2015. 13+ on Amazon, PG on IMDb

Fans of Top Gun: Maverick will love this movie. 

It’s basically that  . . . in the future . . . complete with Tom Cruise as lead, Joseph Kosinski as director (who also did Tron: Legacy), Top Gun-esque music, fast-paced flights pulling G’s, and riding a motorcycle through barren Earth landscapes. 

A central theme is “nothing is as it seems,” which I find particularly satisfying, perhaps due to the postmodernist generation’s preoccupation with finding out ‘the real truth’ and the ‘real enemy’. (Cue the biblical book of Revelation.) To that end, the movie contains multiple satisfying twists to the end and the identification of the ‘real enemy.’

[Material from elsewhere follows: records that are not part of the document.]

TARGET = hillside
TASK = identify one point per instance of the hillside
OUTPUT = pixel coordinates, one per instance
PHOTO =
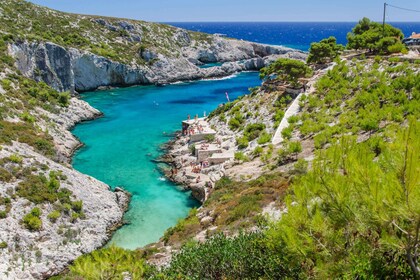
(80, 53)
(336, 197)
(55, 213)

Lots of gun violence is softened by having victims dissipate into ash, but the well-crafted tension alongside the violence makes me appreciate Amazon’s 13+ rating rather than IMDb’s PG. I would absolutely not show this movie to a young audience, even with ‘parental guidance’.

Besides violence, there’s backside nudity as Victoria attempts to maintain Jack Harper’s attention, a bribe to keep them an “effective team.” The scene functions as cheap audience bribery too, and is thus unnecessary, especially for IMDb’s recommended PG audiences who might also be confused by the scene’s meaning to the story. The point is made effectively in other ways: Victoria’s general fear of endangering the mission to ensure she gets to “go home,” contrasts Jack’s curiosity (a theme repeated in The Maze Runner movie released the following year). Jack has a nagging sense that Earth is home even as Sally assumes their home is a human colony elsewhere. 

The theme of “home” is so well woven into the plot and characters that I didn’t consciously process it until the movie’s last line. Top-notch emotional payoff.